What are the favorite foods for children to grow up? Are they fresh, delicious, and nutritious?
Prawn has always been a food favored by everyone. Prawns are very rich in protein, calcium, phosphorus, iron and other carbonates and vitamins, which have many advantages for children to grow taller. If you want to supplement calcium and zinc and promote bone growth, prawns are very good. Prawns can also improve immunity and fill up protein. There are also shrimps with low fat content, which is more suitable for mothers who want to lose weight. After seeing this, mothers are already impatient to make prawns for their children. Don’t worry, let’s first take a look at how to make prawns more delicious.

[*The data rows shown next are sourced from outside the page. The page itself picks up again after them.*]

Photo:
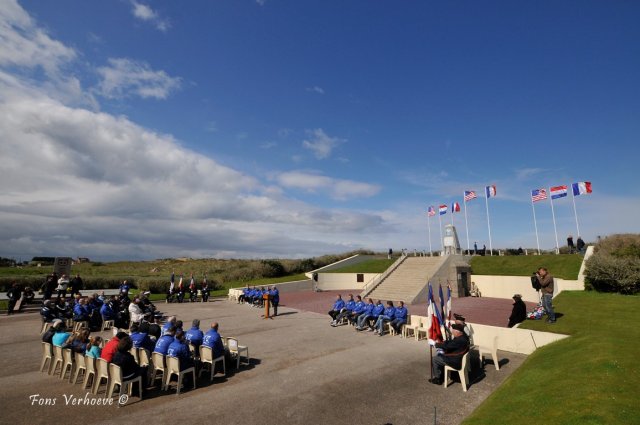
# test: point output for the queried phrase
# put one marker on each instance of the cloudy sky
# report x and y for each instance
(138, 129)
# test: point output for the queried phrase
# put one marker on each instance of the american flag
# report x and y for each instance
(538, 195)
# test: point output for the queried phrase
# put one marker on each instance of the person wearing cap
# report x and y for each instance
(194, 335)
(451, 353)
(519, 312)
(546, 287)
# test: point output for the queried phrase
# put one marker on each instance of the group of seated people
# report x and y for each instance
(369, 316)
(255, 297)
(168, 340)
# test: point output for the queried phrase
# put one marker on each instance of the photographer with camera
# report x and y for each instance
(545, 281)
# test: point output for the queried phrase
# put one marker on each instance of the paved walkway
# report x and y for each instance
(302, 372)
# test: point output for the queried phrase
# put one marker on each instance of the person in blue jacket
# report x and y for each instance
(358, 309)
(346, 311)
(179, 348)
(275, 299)
(378, 310)
(337, 308)
(194, 335)
(400, 318)
(368, 312)
(387, 316)
(213, 340)
(163, 343)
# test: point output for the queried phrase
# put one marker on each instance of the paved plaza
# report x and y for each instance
(302, 371)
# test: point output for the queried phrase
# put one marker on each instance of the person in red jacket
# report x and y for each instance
(111, 347)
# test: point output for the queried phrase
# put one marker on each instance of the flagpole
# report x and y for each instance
(555, 230)
(575, 211)
(440, 226)
(466, 225)
(535, 224)
(486, 198)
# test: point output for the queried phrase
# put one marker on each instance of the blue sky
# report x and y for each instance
(148, 129)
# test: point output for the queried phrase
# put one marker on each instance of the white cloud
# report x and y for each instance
(145, 13)
(315, 89)
(337, 188)
(320, 143)
(126, 77)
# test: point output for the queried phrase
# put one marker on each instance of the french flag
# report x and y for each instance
(558, 192)
(581, 188)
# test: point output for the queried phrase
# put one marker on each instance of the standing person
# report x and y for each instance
(14, 295)
(570, 244)
(76, 285)
(546, 287)
(519, 312)
(63, 283)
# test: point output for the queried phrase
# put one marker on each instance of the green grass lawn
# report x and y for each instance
(560, 266)
(590, 378)
(370, 266)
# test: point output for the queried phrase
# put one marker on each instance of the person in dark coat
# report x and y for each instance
(519, 312)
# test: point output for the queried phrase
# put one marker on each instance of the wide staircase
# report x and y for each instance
(408, 279)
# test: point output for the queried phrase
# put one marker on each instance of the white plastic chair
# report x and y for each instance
(492, 351)
(206, 356)
(173, 368)
(463, 372)
(115, 375)
(237, 350)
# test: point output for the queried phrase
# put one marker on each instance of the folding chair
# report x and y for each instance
(115, 374)
(173, 368)
(463, 372)
(206, 356)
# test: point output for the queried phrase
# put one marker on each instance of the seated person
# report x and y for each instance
(46, 312)
(93, 347)
(111, 347)
(123, 358)
(163, 343)
(337, 308)
(366, 314)
(140, 338)
(451, 353)
(179, 348)
(61, 336)
(55, 326)
(399, 318)
(194, 336)
(346, 311)
(387, 316)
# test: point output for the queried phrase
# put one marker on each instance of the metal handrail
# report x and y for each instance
(375, 281)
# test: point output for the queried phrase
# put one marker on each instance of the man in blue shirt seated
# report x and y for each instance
(366, 313)
(400, 318)
(194, 336)
(179, 348)
(163, 343)
(387, 316)
(337, 308)
(346, 311)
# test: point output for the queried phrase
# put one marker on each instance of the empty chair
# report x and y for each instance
(102, 371)
(79, 366)
(158, 366)
(67, 363)
(173, 368)
(115, 376)
(463, 372)
(237, 350)
(206, 356)
(492, 351)
(90, 371)
(47, 354)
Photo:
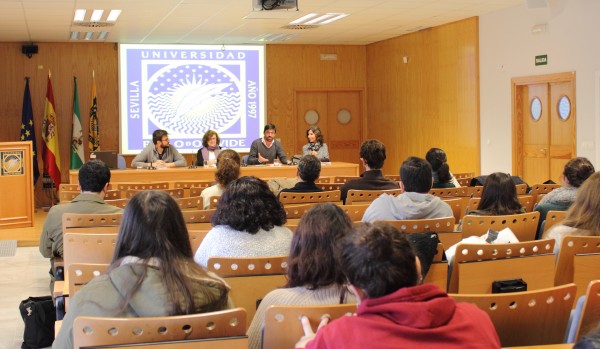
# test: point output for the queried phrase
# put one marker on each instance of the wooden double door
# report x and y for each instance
(544, 134)
(339, 115)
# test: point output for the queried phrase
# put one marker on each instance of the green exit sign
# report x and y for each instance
(541, 60)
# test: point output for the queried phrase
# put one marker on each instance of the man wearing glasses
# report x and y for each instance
(159, 153)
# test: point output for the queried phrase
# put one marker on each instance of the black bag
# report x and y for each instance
(39, 316)
(508, 286)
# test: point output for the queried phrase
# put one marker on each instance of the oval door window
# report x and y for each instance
(564, 107)
(311, 117)
(536, 109)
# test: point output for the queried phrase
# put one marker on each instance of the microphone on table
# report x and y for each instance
(193, 165)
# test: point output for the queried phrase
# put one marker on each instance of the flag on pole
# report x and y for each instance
(77, 138)
(50, 154)
(27, 129)
(94, 136)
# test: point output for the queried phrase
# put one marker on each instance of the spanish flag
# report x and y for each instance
(51, 155)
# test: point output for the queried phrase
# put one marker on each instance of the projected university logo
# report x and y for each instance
(190, 99)
(188, 90)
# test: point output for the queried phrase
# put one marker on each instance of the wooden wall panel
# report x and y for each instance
(64, 60)
(299, 67)
(431, 101)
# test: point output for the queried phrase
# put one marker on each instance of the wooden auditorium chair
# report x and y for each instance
(250, 278)
(221, 329)
(538, 317)
(476, 267)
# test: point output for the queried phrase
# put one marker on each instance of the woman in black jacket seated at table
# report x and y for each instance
(210, 148)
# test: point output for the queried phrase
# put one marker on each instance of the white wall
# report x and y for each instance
(507, 49)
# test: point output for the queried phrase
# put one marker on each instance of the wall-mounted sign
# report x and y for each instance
(541, 60)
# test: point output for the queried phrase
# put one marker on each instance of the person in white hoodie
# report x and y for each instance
(415, 202)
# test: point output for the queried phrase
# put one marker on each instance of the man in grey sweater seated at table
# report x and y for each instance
(415, 202)
(265, 150)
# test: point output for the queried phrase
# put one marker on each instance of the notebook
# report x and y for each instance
(109, 157)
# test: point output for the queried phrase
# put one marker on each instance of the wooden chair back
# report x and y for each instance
(297, 211)
(190, 203)
(175, 193)
(96, 223)
(330, 186)
(458, 207)
(142, 186)
(118, 202)
(88, 248)
(68, 187)
(578, 261)
(356, 196)
(538, 189)
(343, 179)
(82, 273)
(395, 178)
(304, 198)
(443, 226)
(282, 322)
(438, 271)
(214, 201)
(101, 331)
(527, 318)
(323, 180)
(523, 225)
(475, 267)
(250, 278)
(355, 212)
(590, 314)
(525, 200)
(464, 182)
(553, 217)
(462, 175)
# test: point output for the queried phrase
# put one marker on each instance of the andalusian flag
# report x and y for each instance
(77, 139)
(27, 129)
(94, 137)
(50, 154)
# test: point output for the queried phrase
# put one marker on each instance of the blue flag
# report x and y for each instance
(27, 129)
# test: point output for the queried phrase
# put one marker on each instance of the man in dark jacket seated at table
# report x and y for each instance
(372, 156)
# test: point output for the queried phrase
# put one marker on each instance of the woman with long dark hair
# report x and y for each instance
(152, 272)
(248, 222)
(499, 197)
(314, 275)
(442, 177)
(316, 144)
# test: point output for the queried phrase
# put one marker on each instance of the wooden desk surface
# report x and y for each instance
(200, 173)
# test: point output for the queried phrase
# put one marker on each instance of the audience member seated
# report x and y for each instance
(576, 171)
(210, 149)
(248, 222)
(442, 177)
(499, 197)
(415, 202)
(309, 170)
(582, 218)
(228, 170)
(372, 157)
(152, 272)
(94, 177)
(314, 276)
(395, 310)
(316, 144)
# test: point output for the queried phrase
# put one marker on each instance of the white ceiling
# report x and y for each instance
(223, 22)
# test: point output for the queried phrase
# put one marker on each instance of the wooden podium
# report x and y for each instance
(16, 185)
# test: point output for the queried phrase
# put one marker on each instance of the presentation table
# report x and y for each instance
(200, 173)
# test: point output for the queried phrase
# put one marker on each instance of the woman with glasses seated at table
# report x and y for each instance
(314, 275)
(316, 144)
(152, 272)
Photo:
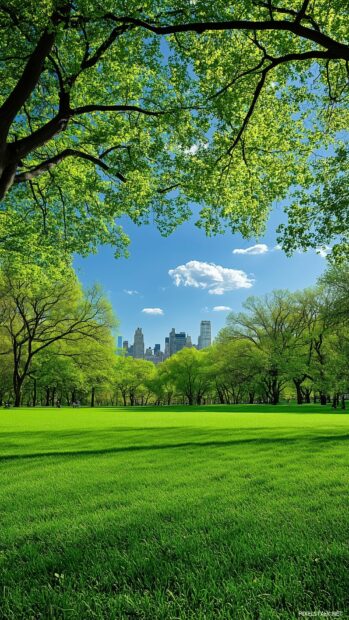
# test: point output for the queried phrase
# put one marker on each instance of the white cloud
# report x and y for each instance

Fresh, delicious and nutritious prawns have always been a staple on the dinner table. Whether the dish is good or bad depends on whether the chef has superb cooking skills. How to make prawns with superb taste? Try this A delicious snack that is easy to make and delicious. As a classic dish, it is a good choice whether it is to supplement nutrients for children or for a banquet. Braised prawns are delicious and endlessly memorable. This delicious and elegant dish will definitely become one of your children's favorite snacks. Ingredients that are good for growth
Sardines
Sardines are rich in protein and calcium. The calcium in sardines is easier to absorb and digest than the natural calcium contained in other seaweeds, which is very helpful for the growth of children. In addition, anchovies, whitebait, smelt and other seafood products that are eaten with bones and meat are all very good ingredients. If you feel that the amount of whitebait you eat is limited when you eat it as a dish, you can grind the whitebait powder into powder and drink it with milk.
Broccoli
Broccoli is rich in iron and calcium. Many children don't like to eat spinach, so don't make it into cold dishes. You can cut it into thin slices and add it to egg fried rice, or add it to seaweed rolls.
Oranges
are rich in vitamin C, which is beneficial to calcium absorption. But oranges are the seasonal fruit in autumn and winter, so you can choose other seasonal fruits such as strawberry seedlings, jackfruit, grapes, and kiwi fruits according to each season. That's a good way to get your vitamins in.
Carrots
are rich in vitamin D, which can help protein synthesis. Children generally don't like to eat whole carrots, so different dishes can be prepared. For example, if you don’t like carrot juice, you can make juice with Apple to incorporate the aroma of carrots. In addition, when making chicken, pork, beef and mutton, you can cut the carrots into thin strips and fry them together. This not only provides seasoning, but also has more interesting nutritional value.